Here is a preview of the Zenodo dataset with the new files. If this looks good, I'll release it.

samgelman commented 2 weeks ago

Looks good to me. You can go ahead and release it!

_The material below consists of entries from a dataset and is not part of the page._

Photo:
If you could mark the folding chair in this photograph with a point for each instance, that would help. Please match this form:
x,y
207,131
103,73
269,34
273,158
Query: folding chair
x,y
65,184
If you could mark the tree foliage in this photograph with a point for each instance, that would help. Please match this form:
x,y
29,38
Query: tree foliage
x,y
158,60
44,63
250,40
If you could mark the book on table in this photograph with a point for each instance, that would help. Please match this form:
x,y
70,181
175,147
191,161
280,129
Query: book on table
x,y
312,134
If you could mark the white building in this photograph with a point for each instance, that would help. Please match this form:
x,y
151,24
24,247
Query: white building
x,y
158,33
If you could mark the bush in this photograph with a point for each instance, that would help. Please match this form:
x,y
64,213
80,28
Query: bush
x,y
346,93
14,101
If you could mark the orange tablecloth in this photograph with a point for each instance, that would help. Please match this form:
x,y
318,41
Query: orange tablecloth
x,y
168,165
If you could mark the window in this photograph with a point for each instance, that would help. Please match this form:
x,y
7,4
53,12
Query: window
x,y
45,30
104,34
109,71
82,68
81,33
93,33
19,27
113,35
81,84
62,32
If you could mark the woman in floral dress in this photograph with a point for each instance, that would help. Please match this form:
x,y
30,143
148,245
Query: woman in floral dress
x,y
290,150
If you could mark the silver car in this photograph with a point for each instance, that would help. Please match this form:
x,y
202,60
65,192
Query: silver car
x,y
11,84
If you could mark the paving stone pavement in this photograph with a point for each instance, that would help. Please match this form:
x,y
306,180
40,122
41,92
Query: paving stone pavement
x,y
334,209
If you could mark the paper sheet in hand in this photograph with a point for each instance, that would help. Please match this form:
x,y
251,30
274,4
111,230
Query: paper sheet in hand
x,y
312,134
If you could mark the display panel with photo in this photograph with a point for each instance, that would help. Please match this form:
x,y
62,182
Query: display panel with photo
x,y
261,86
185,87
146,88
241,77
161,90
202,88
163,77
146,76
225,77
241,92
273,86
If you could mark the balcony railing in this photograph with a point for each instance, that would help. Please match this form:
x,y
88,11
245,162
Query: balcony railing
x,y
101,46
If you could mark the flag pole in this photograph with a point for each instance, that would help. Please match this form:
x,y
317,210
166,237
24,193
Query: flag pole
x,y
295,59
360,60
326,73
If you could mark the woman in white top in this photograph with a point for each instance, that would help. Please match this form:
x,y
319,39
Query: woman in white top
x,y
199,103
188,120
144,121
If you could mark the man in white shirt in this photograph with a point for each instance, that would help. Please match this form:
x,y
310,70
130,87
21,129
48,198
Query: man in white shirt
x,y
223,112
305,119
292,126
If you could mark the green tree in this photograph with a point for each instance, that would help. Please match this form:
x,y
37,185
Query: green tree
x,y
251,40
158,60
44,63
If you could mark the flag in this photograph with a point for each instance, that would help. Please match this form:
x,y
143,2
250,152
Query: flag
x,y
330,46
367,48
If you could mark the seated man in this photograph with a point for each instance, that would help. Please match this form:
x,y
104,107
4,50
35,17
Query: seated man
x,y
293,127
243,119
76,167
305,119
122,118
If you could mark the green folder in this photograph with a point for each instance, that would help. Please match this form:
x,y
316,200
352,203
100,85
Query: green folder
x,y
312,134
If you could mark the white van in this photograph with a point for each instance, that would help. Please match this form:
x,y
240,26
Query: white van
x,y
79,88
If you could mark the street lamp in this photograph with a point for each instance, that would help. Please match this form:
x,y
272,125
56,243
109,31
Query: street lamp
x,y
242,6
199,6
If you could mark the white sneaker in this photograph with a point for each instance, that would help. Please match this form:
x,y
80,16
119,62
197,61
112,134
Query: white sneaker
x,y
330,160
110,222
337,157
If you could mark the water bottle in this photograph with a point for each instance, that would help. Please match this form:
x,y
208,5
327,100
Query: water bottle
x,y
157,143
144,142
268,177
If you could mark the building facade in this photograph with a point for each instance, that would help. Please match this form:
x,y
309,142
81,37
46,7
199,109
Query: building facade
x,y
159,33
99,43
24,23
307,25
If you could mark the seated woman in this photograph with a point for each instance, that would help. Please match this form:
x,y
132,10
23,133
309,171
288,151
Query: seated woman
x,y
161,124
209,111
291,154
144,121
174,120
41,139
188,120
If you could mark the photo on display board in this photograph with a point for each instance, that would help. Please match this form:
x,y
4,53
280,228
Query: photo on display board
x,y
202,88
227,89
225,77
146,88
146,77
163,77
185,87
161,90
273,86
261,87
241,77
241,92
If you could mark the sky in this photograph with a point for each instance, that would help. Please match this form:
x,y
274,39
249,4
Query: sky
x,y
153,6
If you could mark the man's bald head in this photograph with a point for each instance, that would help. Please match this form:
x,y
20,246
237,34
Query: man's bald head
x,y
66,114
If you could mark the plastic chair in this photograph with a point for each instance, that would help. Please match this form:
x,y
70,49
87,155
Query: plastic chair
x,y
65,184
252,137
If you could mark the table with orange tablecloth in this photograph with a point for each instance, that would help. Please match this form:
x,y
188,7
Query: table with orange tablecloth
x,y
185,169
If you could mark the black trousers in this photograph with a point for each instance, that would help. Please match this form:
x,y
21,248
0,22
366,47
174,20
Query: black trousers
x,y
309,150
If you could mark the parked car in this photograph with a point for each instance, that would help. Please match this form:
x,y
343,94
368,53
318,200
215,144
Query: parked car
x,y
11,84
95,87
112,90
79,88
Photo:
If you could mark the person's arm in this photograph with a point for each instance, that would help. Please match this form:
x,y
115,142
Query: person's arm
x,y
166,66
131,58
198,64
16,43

agitter commented 2 weeks ago

I published version 2.0: https://doi.org/10.5281/zenodo.13377502

I'm leaving this open until we update the readme describing all the new models and the models in main.py. All of the existing Zenodo URLs from version 1.0 like https://zenodo.org/records/11051645/files/METL-G-20M-1D-D72M9aEp.pt?download=1 will still work, but we can also replace the version identify in the URL to https://zenodo.org/records/13377502/files/METL-G-20M-1D-D72M9aEp.pt?download=1 if we want. I copied all version 1.0 files to version 2.0 as well.

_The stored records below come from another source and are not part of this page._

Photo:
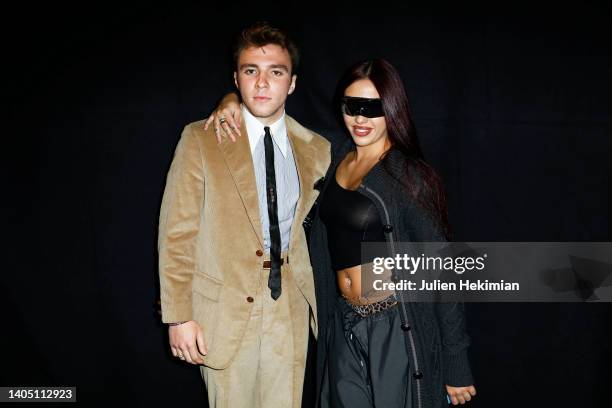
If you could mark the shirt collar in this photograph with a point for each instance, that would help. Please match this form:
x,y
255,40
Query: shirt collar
x,y
255,131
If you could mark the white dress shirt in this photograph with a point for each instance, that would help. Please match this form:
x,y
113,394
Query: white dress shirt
x,y
287,180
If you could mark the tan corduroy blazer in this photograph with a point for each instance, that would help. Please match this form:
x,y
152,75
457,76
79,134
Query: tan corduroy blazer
x,y
210,233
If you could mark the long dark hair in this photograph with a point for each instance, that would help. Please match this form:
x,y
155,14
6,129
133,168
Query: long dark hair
x,y
420,179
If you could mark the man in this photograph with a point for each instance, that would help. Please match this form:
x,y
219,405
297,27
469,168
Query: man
x,y
236,281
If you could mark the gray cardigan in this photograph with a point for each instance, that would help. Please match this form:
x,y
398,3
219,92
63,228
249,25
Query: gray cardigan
x,y
437,340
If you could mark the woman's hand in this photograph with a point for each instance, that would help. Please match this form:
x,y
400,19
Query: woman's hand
x,y
459,395
227,116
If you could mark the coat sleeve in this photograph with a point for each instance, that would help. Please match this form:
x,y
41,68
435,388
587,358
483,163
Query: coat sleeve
x,y
450,315
178,228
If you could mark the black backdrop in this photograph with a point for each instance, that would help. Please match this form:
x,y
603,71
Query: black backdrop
x,y
513,110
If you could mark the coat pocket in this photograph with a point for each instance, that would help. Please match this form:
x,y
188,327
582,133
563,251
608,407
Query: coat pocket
x,y
207,286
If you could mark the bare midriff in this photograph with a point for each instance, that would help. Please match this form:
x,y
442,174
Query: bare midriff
x,y
351,288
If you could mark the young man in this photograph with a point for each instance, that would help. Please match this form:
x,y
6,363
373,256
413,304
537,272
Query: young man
x,y
236,281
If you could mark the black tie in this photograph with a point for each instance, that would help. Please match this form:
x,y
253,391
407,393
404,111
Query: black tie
x,y
274,281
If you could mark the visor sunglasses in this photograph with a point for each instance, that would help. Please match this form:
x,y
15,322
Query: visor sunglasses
x,y
367,107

Our naming convention isn't very clear about distinguishing the METL-Local GFP models that were training on most of the data versus the low-N models:

FT-METL-L-2M-3D-GFP-PEkeRuxb.pt
FT-METL-L-3D-GFP-LWEY95Yb.pt

so let's be sure that is clear in the readme.

The final step will be updating the model list in the Colab notebook.